A atividade de pesquisa se passa num campo onde o pesquisador é também sujeito e objeto de sua pesquisa. E no contexto no qual esta pesquisa se insere, o que está em andamento, ao menos como norteador, é a produção de saúde e cidadania manifesta na busca de diversos profissionais por novas práticas de reabilitação psicossocial e ampliação do acesso a direitos básicos, onde quem se beneficia é o usuário.

Durante o curso da pesquisa mantivemos uma postura ética em relação a essa sobreimplicação (terapeuta ocupacional na rede de saúde mental/pesquisadora investigando terapeutas ocupacionais e suas práticas) incluindo a implicação do pesquisador na pesquisa como um dos seus pontos de análise.

Inclui-se também nos aspectos éticos dessa pesquisa o modo como cuidaremos dos dados produzidos em campo:

A pesquisa se realizou em instituições do SUS Campinas e contou com a autorização prévia da Secretaria Municipal de Saúde, formalizada pelo Centro de Educação dos Trabalhadores da Saúde (CETS) e aprovação do comitê de ética da universidade.

O coletivo em questão, desde o início esteve ciente da intenção de realização da pesquisa, não se opondo ao início dos trâmites institucionais para realizá-la. Assim, o pesquisador, após a apresentação do projeto ao CETS e sua devida autorização, apresentou a pesquisa no coletivo a fim de obter a autorização do próprio campo, o que seguiu conforme o esperado.

Respeitamos os critérios de inclusão e exclusão da pesquisa conforme os critérios:

Foram considerados sujeitos aptos a participar dessa pesquisa todos os oficineiros, usuários de quaisquer iniciativas de geração de renda no município de Campinas, que concordaram em participar da pesquisa, firmando o TCLE. Entre esses participantes, não estavam incluídas pessoas com idade inferior a 18 anos

Foram igualmente considerados participantes indiretos dessa pesquisa, os trabalhadores da rede pública de Campinas, que quiseram contribuir com a temática da inclusão pelo trabalho, que tendo assinado o termo de consentimento livre e esclarecido, aceitaram participar da pesquisa, colaborando para o desenho da mesma ou em registros do diário de campo.

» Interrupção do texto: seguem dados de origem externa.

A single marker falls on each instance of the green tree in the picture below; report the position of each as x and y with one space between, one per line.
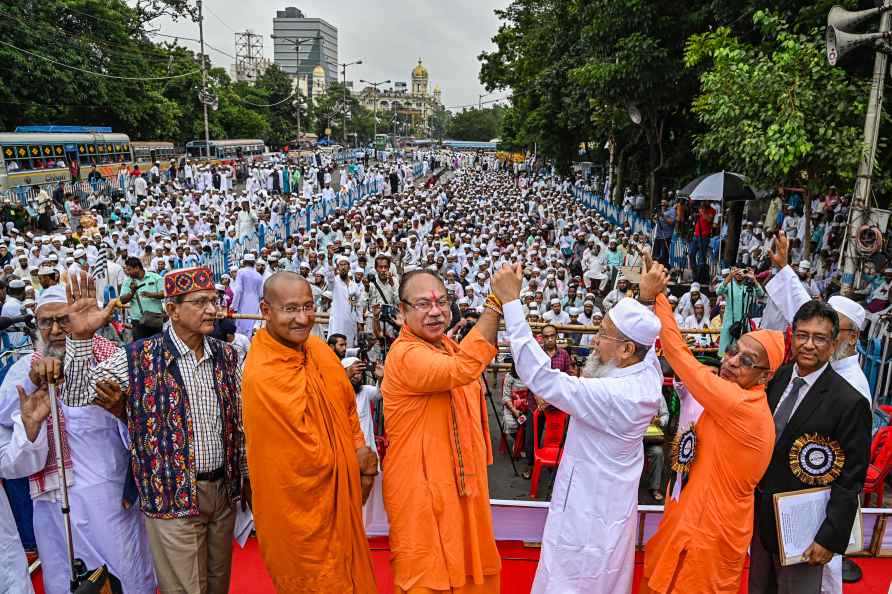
776 111
330 110
277 89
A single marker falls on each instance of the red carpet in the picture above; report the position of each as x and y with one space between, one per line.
518 568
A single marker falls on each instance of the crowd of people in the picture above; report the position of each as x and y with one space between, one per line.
362 338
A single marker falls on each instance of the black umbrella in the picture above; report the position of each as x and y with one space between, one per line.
722 186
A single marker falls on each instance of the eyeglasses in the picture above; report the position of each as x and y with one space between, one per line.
744 359
294 308
819 340
425 305
47 323
601 336
204 302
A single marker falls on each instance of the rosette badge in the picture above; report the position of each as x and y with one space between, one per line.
684 450
816 460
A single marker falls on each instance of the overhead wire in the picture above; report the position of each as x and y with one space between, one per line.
479 103
100 74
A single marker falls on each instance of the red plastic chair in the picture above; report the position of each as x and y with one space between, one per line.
517 450
548 454
880 465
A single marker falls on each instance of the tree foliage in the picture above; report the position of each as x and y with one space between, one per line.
714 85
777 110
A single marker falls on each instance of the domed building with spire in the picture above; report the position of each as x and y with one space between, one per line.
413 106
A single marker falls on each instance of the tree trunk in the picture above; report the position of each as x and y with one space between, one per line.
732 243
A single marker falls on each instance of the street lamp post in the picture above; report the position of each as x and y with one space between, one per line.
296 43
204 83
344 74
375 85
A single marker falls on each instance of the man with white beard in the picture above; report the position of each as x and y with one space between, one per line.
104 532
589 541
788 292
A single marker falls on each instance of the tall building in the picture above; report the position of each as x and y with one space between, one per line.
415 105
290 25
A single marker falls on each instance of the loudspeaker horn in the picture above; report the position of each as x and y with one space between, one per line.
839 43
845 20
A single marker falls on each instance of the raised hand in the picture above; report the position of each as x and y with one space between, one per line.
84 315
780 250
654 279
35 409
45 370
506 283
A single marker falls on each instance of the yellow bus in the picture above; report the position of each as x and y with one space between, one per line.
148 152
43 155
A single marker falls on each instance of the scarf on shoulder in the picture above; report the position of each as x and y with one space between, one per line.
49 479
461 421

Foram excluídos da pesquisa quaisquer participantes que não expressaram seu consentimento por escrito, bem como pessoas com idade inferior a 18 anos de idade.

Todos os participantes da pesquisa tiveram suas identidades preservadas, com o uso de nomes fictícios no texto da pesquisa e assinaram um termo de consentimento livre e esclarecido (TCLE) para uso de entrevistas, falas audiogravadas (ANEXO II). O uso de dispositivo gravador de áudio só foi utilizado mediante autorização dos participantes da pesquisa.

O conhecimento produzido nessa pesquisa está sendo publicizado por meio da publicação da dissertação, produção de artigo e participação em eventos científicos. A devolutiva formal para os participantes foi realizada por meio da realização de uma oficina.